Si ce concept du bien et du mal était la première des affirmations de la métaphysique cathare, il faut bien l'avouer, et c'est pour cela que j'ai employé tout à l'heure le terme d'illogique, elle tient bien mieux la route que les affirmations de l'église romaine.

Il est difficile au vu du peu de documents que nous possédons de donner une définition absolument exacte de ce que les Cathares entendaient par mauvais principes.

Il apparaît plutôt que cette croyance n'a jamais été statique et que l'interprétation a constamment évolué au cours des temps.

Toutefois il est absolument certain que les cathares étaient monothéistes, ils n'ont jamais vu dans le mal une puissance égale à Dieu. Le mal qu'ils assimilaient souvent à la matière ne pouvait en aucun cas rivaliser de puissance avec l'amour éternel. C'est là même la différence fondamentale avec le manichéisme,
Croyance en un Dieu qui n'aurait pas voulu le mal, qui néanmoins, à chaque instant se manifeste dans sa création afin de la contrer dans la perfection.

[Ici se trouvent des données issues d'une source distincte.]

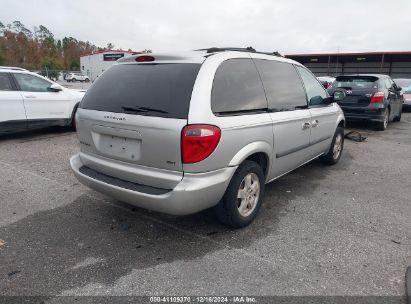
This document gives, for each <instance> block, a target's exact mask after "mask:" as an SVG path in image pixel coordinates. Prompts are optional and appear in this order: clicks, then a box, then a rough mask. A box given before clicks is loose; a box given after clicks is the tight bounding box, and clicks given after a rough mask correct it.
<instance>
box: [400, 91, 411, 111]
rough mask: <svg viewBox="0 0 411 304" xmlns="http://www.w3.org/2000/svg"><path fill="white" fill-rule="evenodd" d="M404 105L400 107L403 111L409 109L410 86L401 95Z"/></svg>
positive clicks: (409, 107) (409, 105)
mask: <svg viewBox="0 0 411 304" xmlns="http://www.w3.org/2000/svg"><path fill="white" fill-rule="evenodd" d="M402 96H403V99H404V103H403V105H402V107H403V109H404V110H410V109H411V85H410V86H408V87H407V88H405V89H404V93H403V94H402Z"/></svg>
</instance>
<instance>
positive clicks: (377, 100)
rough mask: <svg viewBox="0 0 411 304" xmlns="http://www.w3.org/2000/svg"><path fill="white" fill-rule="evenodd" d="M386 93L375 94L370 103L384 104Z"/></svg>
mask: <svg viewBox="0 0 411 304" xmlns="http://www.w3.org/2000/svg"><path fill="white" fill-rule="evenodd" d="M384 97H385V96H384V93H383V92H377V93H375V94H374V95H373V96H372V98H371V101H370V102H373V103H374V102H382V101H383V100H384Z"/></svg>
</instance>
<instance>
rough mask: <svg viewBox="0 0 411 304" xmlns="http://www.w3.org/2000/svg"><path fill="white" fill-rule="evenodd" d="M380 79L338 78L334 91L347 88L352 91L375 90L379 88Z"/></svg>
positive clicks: (362, 77) (347, 77)
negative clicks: (358, 90) (364, 89)
mask: <svg viewBox="0 0 411 304" xmlns="http://www.w3.org/2000/svg"><path fill="white" fill-rule="evenodd" d="M377 81H378V78H371V77H337V79H336V80H335V82H334V83H333V89H336V88H347V89H351V90H361V89H373V88H376V87H377Z"/></svg>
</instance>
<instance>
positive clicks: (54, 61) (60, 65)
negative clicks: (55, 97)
mask: <svg viewBox="0 0 411 304" xmlns="http://www.w3.org/2000/svg"><path fill="white" fill-rule="evenodd" d="M41 65H42V69H44V71H42V74H43V75H47V74H48V77H49V78H54V79H57V77H58V70H62V69H63V67H62V65H61V64H60V63H59V62H58V60H57V58H52V57H46V58H44V59H43V62H42V64H41Z"/></svg>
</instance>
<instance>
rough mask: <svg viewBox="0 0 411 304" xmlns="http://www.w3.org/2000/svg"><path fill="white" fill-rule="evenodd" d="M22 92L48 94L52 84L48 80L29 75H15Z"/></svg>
mask: <svg viewBox="0 0 411 304" xmlns="http://www.w3.org/2000/svg"><path fill="white" fill-rule="evenodd" d="M13 75H14V77H15V78H16V80H17V83H18V84H19V86H20V89H21V90H22V91H26V92H48V91H49V90H48V89H49V87H50V86H51V83H50V82H48V81H47V80H45V79H43V78H40V77H37V76H34V75H29V74H21V73H16V74H13Z"/></svg>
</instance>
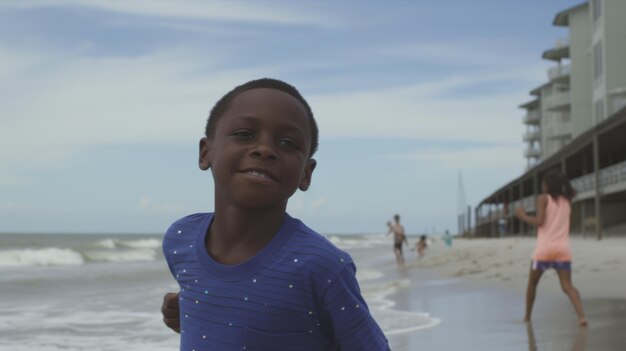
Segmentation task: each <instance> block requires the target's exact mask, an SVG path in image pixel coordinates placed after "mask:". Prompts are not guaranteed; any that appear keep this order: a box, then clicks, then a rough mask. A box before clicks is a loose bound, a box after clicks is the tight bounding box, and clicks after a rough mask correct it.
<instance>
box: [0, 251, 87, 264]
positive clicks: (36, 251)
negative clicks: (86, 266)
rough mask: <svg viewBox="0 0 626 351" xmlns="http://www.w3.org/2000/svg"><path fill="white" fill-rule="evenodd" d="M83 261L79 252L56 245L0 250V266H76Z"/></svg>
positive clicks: (82, 258)
mask: <svg viewBox="0 0 626 351" xmlns="http://www.w3.org/2000/svg"><path fill="white" fill-rule="evenodd" d="M84 262H85V260H84V259H83V256H82V255H81V254H80V253H78V252H76V251H74V250H71V249H60V248H56V247H48V248H44V249H20V250H5V251H0V267H20V266H77V265H81V264H83V263H84Z"/></svg>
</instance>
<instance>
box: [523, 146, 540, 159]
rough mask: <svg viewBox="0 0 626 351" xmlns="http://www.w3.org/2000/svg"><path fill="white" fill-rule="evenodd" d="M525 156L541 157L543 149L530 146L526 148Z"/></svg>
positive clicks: (526, 156)
mask: <svg viewBox="0 0 626 351" xmlns="http://www.w3.org/2000/svg"><path fill="white" fill-rule="evenodd" d="M524 156H526V158H531V157H534V158H539V157H540V156H541V150H539V149H538V148H536V147H528V148H526V150H524Z"/></svg>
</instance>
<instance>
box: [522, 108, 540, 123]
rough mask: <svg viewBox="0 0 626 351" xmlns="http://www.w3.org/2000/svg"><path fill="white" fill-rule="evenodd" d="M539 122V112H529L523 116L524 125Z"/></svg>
mask: <svg viewBox="0 0 626 351" xmlns="http://www.w3.org/2000/svg"><path fill="white" fill-rule="evenodd" d="M540 121H541V113H540V112H539V110H529V111H528V112H526V115H525V116H524V123H526V124H539V122H540Z"/></svg>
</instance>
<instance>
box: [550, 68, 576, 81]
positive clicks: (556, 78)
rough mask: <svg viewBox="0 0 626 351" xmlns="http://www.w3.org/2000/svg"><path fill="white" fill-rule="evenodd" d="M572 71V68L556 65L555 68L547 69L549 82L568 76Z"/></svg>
mask: <svg viewBox="0 0 626 351" xmlns="http://www.w3.org/2000/svg"><path fill="white" fill-rule="evenodd" d="M571 70H572V66H570V65H558V66H556V67H551V68H550V69H548V78H549V79H550V80H555V79H557V78H559V77H565V76H569V75H570V73H571Z"/></svg>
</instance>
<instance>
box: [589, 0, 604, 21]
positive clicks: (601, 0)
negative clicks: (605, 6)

Pour les catholiques romains, la notion du mal a toujours été mystérieuse, et n'a jamais reçu de vraies réponses. Bien sûr pensent-ils, Lucifer a été bon et il a succombé à une influence plus forte que lui, mais l'église de Rome n'a jamais pu affronter cette propre contradiction à ses principes. La liberté de Lucifer n'explique pas tout, elle suppose l'existence d'un être plus fort, plus monstrueux, véritable instigateur de la révolte.

L'étude philosophique des textes sacrés avait amené les cathares à une interprétation spécifique.

Le mal ne pouvait se situer que hors de la sphère divine. Ils ne pouvaient admettre que Dieu le représentant de l'infini bonté, puisse d'une façon même légère dégrader ses créatures. En lui n'était ni mal, ni néant, il ne pouvait faire que le bien.

Pour bien expliquer cette pensée citons le théologien cathare Jean de Lugio : "Si Dieu ne veut pas tous les maux, s'il ne veut mentir ni se détruire lui-même, sans nul doute il ne le peut pas. Car ce que Dieu dans son unité ne peut pas, il ne le veut pas. Dieu lui-même et sa volonté ne sont qu'une même et seule chose. Il faut donc croire avec fermeté que le Dieu Bon n'est pas qualifié de tout puissant parce qu'il aurait pu faire ou pourrait faire tous les maux qui ont été, qui sont ou qui seront, mais parce qu'il est tout puissant en ce qui concerne tous les Biens qui ont été et qui seront d'autant plus qu'il est la cause absolue, le principe de tout bien et qu'il n'est jamais en aucune façon par lui-même et essentiellement cause d'un mal."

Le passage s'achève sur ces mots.